Pero aún no todo está perdido, porque ese traslúcido diamante tuve que ir a buscarlo muy adentro de su entraña, con el doloroso apremio de aquellas tremendas indagaciones invasoras, movidas -¡Oh paradoja humana!- por mi ternura y mi solidaridad de hombre que, al fin y al cabo, no pretende otra cosa que compartir la totalidad de sus padecimientos. Cuando yo recogí esa lágrima con mi beso lejos de envanecerme por la eficacia de mi asedio - que así triunfaba de su altiva y blindada resistencia- le juro que la sentía mía y me sentí suyo.

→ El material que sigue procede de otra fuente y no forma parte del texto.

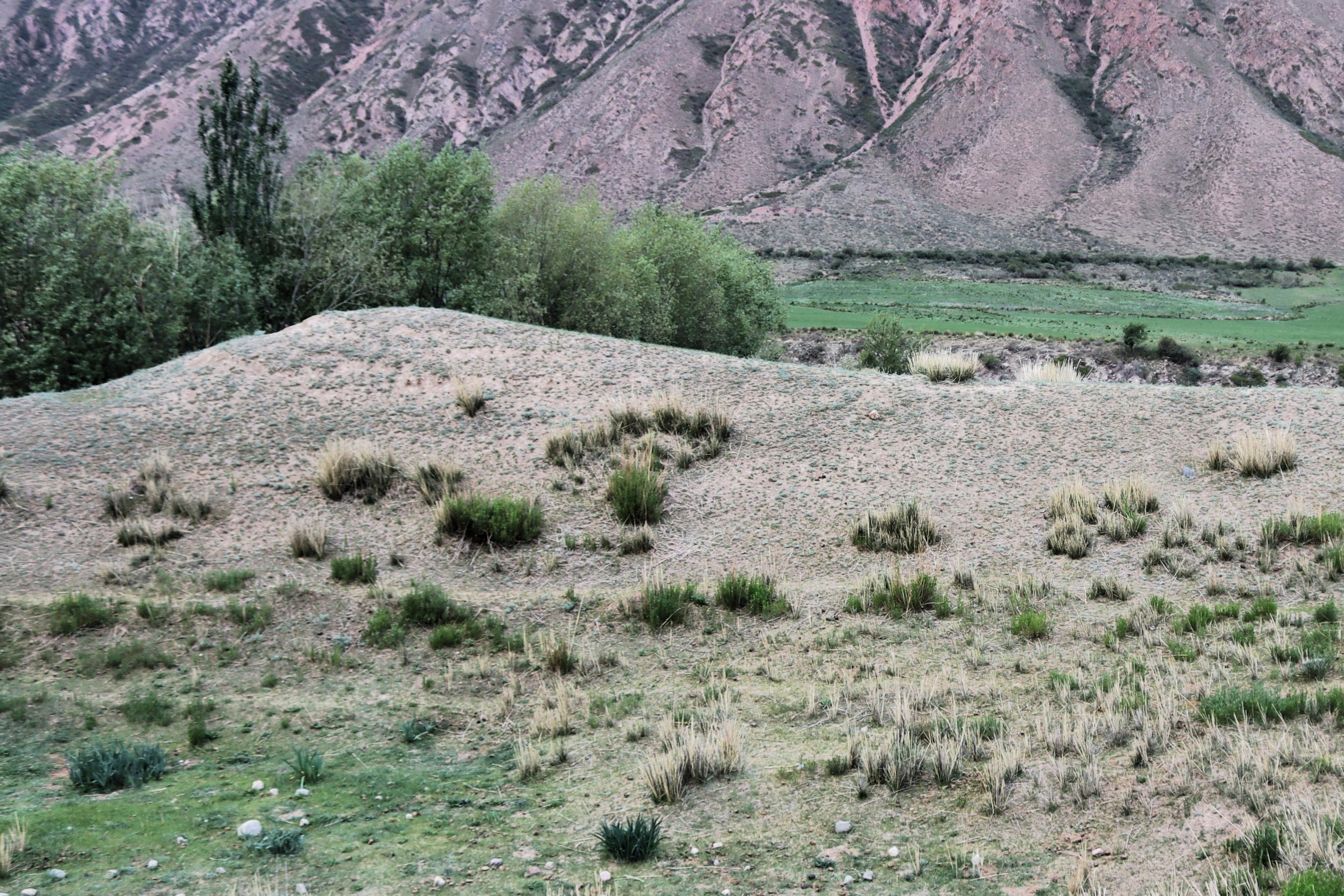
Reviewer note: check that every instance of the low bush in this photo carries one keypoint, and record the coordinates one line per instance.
(1248, 377)
(1031, 625)
(503, 522)
(758, 594)
(77, 612)
(227, 581)
(631, 840)
(355, 467)
(355, 569)
(115, 766)
(148, 710)
(902, 528)
(636, 491)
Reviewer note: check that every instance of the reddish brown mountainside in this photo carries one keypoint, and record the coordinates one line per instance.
(1216, 127)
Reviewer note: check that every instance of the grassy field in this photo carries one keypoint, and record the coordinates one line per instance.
(1264, 316)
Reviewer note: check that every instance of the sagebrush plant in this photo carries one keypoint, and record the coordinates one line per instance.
(631, 840)
(939, 366)
(502, 520)
(355, 569)
(1265, 453)
(757, 593)
(437, 477)
(104, 768)
(355, 467)
(1072, 499)
(77, 610)
(636, 491)
(307, 540)
(902, 528)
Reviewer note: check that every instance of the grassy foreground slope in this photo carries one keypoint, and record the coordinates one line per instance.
(1264, 316)
(811, 449)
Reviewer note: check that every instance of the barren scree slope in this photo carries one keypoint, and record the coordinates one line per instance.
(811, 449)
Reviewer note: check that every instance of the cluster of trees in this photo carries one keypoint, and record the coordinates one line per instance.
(91, 292)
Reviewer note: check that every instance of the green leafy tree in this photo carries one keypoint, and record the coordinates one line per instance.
(244, 141)
(710, 290)
(436, 216)
(888, 346)
(85, 293)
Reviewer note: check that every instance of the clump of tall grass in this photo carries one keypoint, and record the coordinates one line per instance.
(888, 590)
(1134, 495)
(1072, 499)
(77, 612)
(904, 528)
(758, 594)
(945, 366)
(1265, 453)
(636, 491)
(437, 477)
(1049, 373)
(500, 520)
(115, 766)
(355, 467)
(307, 540)
(691, 757)
(1070, 537)
(470, 397)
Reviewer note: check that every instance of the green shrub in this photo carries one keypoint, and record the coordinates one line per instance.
(636, 492)
(904, 528)
(1261, 609)
(664, 602)
(355, 569)
(1315, 883)
(631, 840)
(502, 522)
(1248, 377)
(757, 594)
(227, 581)
(888, 346)
(148, 710)
(1031, 624)
(384, 630)
(307, 765)
(251, 617)
(77, 612)
(115, 766)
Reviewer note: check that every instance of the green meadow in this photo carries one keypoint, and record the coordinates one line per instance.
(1261, 316)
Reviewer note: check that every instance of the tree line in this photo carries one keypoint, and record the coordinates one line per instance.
(91, 290)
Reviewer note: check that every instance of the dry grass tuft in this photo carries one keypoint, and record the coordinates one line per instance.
(1134, 495)
(1049, 373)
(1072, 499)
(355, 467)
(437, 477)
(1265, 453)
(470, 397)
(945, 366)
(307, 540)
(1070, 537)
(904, 528)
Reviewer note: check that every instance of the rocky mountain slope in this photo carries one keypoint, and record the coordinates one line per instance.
(1214, 127)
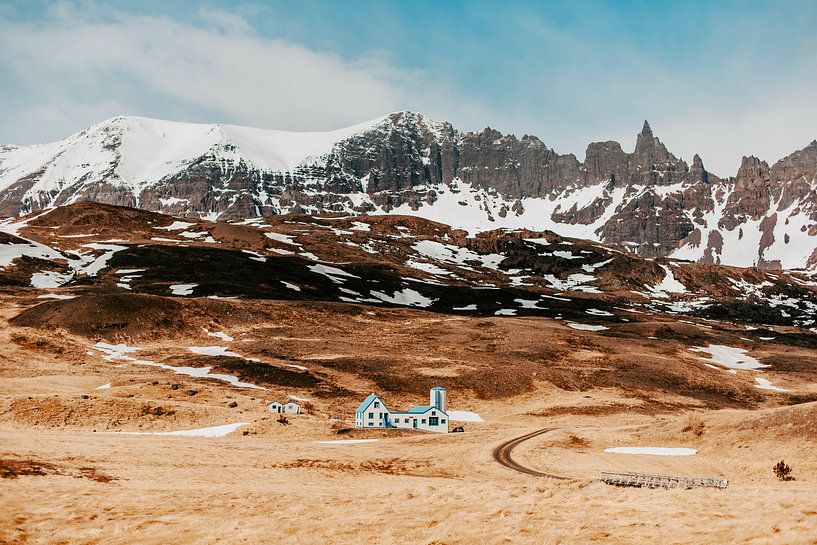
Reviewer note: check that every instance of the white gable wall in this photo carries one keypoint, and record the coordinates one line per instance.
(376, 415)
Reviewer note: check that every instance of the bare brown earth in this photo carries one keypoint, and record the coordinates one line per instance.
(66, 479)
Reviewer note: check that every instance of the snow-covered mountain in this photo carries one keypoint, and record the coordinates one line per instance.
(648, 201)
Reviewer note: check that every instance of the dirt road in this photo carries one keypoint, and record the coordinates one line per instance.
(502, 454)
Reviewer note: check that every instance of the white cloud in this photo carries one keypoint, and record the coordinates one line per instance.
(83, 67)
(77, 67)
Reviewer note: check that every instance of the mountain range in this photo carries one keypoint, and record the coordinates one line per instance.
(648, 202)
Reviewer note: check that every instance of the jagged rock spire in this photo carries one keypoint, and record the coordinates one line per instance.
(697, 170)
(646, 130)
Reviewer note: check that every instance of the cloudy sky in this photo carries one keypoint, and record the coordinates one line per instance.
(720, 78)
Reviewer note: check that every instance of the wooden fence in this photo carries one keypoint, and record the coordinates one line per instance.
(643, 480)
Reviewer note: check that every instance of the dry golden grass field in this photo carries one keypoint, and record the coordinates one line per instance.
(68, 479)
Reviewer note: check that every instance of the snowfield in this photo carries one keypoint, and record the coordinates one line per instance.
(733, 358)
(212, 431)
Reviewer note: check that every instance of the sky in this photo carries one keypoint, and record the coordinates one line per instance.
(720, 78)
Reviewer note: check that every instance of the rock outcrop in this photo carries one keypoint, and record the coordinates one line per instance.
(649, 201)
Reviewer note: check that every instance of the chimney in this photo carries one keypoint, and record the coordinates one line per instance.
(437, 398)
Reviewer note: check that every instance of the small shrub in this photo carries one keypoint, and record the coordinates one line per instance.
(783, 471)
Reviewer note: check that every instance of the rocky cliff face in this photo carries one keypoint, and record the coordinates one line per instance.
(649, 202)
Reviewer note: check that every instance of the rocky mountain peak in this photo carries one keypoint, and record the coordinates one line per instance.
(697, 170)
(646, 130)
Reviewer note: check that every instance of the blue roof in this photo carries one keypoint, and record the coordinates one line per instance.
(366, 402)
(420, 409)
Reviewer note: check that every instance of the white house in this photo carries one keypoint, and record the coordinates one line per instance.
(290, 407)
(373, 413)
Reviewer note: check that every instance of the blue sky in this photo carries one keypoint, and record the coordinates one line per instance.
(720, 78)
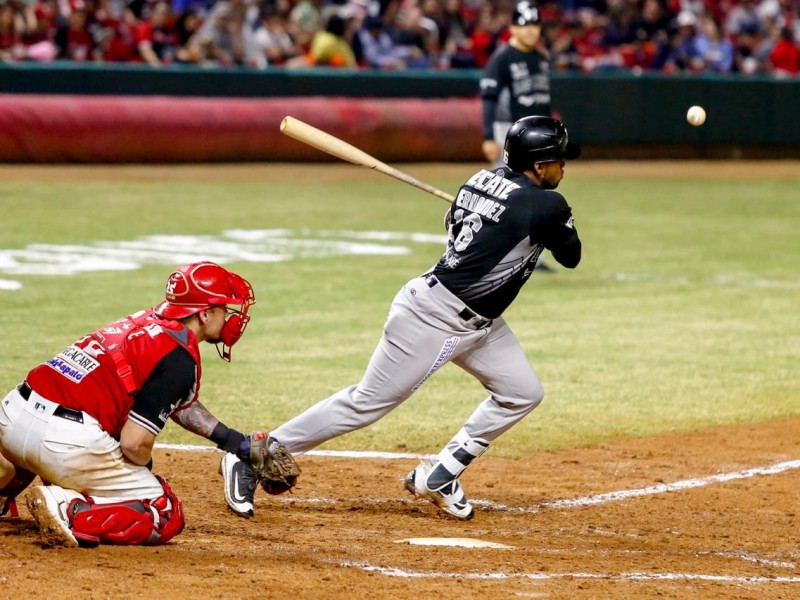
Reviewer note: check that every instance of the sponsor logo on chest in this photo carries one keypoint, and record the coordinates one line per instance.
(73, 363)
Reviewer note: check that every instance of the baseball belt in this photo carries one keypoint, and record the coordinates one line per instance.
(61, 411)
(469, 316)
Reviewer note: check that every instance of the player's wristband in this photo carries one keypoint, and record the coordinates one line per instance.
(227, 439)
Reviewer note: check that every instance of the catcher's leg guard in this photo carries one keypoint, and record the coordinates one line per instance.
(456, 457)
(9, 493)
(437, 480)
(131, 522)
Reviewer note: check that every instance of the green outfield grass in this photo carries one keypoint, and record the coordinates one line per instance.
(683, 314)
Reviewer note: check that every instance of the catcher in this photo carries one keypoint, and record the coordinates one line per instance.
(86, 420)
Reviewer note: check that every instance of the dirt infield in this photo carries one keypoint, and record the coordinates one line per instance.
(711, 514)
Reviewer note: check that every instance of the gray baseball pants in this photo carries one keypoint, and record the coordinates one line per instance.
(422, 333)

Una tentación satánica hubo de arrancarme la sonrisa perversa de los vencedores, porque en verdad yo pude vanagloriarme de haber atrapado a la más huidiza de las gacelas, en el coto sin límites de lo femenino. Pude gozar de haber superado todas mis desventajas - que son muchas y algunas definitivas e irremisibles- y pude sentir la ufanía de haber derribado con magnífica concertación de estratega, la muralla más recia y mejor guardada que cerró cualquiera de los caminos de mi vida.

Pero vuelvo a jurarle que, si todo eso pasó por mi conciencia, yo solo pude verlo desde atrás, y cuando ya huían esos sentimientos derrotados por la angélica satisfacción de saber que yo había sido útil y bueno al liberar su espíritu de las rondas trágicas que la estaban inhibiendo.

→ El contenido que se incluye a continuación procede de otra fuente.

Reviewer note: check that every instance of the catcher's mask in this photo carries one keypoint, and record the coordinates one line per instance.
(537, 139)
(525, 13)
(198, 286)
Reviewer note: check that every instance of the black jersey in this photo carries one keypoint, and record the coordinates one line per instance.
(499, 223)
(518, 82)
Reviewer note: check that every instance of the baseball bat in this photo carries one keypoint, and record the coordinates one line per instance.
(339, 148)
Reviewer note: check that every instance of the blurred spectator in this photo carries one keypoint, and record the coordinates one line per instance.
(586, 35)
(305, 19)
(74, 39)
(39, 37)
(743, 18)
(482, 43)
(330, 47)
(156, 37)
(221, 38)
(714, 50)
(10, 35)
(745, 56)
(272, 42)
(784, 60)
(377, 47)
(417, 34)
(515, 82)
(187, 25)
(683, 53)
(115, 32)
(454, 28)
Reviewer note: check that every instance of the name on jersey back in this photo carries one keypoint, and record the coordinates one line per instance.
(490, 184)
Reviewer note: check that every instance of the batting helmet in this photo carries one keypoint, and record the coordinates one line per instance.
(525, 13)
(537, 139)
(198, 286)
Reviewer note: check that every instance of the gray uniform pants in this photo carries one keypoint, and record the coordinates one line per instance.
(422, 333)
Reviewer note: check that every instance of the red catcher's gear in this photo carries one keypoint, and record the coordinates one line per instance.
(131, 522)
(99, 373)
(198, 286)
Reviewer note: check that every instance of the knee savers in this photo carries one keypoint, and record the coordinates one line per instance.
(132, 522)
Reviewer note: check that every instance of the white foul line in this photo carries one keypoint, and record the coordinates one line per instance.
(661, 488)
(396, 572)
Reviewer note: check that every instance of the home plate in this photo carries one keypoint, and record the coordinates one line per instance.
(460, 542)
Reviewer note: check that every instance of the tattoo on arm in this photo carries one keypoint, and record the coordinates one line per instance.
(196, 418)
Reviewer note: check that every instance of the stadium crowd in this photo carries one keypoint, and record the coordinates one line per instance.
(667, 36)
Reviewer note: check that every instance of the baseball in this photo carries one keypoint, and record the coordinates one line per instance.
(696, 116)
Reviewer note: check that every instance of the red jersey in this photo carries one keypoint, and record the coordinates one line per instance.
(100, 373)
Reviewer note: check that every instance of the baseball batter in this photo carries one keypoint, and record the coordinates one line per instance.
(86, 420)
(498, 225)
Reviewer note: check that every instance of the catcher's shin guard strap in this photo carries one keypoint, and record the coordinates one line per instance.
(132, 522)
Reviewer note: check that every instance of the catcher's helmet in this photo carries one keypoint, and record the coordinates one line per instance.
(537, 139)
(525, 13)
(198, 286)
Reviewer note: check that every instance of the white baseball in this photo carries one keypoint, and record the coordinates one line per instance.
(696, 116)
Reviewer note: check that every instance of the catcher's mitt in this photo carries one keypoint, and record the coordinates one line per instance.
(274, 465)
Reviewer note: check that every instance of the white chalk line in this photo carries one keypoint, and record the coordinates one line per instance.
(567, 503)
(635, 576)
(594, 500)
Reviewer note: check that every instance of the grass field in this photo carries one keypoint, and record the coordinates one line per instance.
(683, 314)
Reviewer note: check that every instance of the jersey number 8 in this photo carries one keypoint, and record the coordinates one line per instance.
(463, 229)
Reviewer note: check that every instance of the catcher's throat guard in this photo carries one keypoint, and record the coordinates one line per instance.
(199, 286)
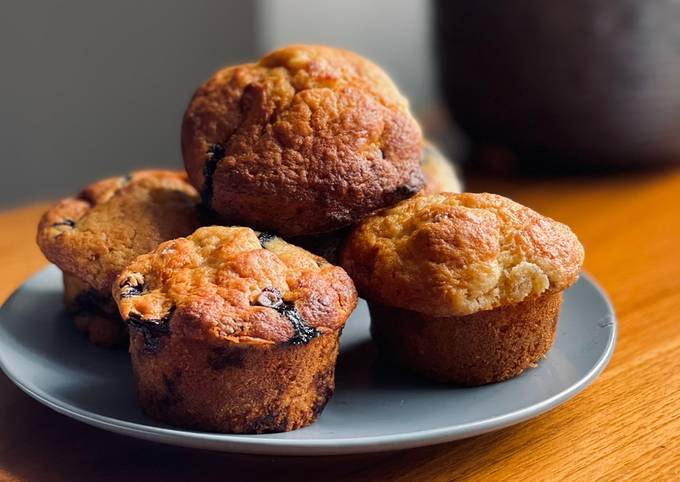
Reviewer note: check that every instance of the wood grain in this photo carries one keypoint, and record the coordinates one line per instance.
(626, 426)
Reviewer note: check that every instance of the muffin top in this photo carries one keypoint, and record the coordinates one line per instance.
(438, 171)
(305, 141)
(94, 235)
(234, 285)
(456, 254)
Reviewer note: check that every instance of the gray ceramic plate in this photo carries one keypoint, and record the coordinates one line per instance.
(375, 407)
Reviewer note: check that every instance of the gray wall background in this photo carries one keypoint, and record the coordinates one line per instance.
(91, 89)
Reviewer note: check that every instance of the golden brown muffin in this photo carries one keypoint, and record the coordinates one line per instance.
(440, 176)
(93, 236)
(233, 330)
(439, 173)
(463, 288)
(307, 140)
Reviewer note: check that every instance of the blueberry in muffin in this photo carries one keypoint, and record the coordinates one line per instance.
(463, 288)
(234, 331)
(91, 237)
(307, 140)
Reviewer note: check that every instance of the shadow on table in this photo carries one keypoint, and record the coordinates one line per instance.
(39, 444)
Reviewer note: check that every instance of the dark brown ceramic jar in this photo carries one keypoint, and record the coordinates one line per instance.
(584, 82)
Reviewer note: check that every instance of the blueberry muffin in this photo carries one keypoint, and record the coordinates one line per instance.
(234, 331)
(463, 288)
(440, 176)
(91, 237)
(439, 173)
(307, 140)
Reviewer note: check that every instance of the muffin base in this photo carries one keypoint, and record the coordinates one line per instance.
(233, 388)
(485, 347)
(93, 312)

Perdone la vanidad con que me atrevo a descontar la certeza de que yo he visto -para siempre- ese complejo que la replegó en sus melancolías; tan desbordadas de encantadora displicencia y que la malograban en su destino al incomunicarse con los hombres y con casi todos sus semejantes. Yo sé, que sé más que Ud., en este punto.

Yo sé que no me equivoqué en darle ese beso con los vinos el encuentro.

* Novela "La Gloria de Pedro en el laberinto de Borges", de Marcela Muñoz Pan.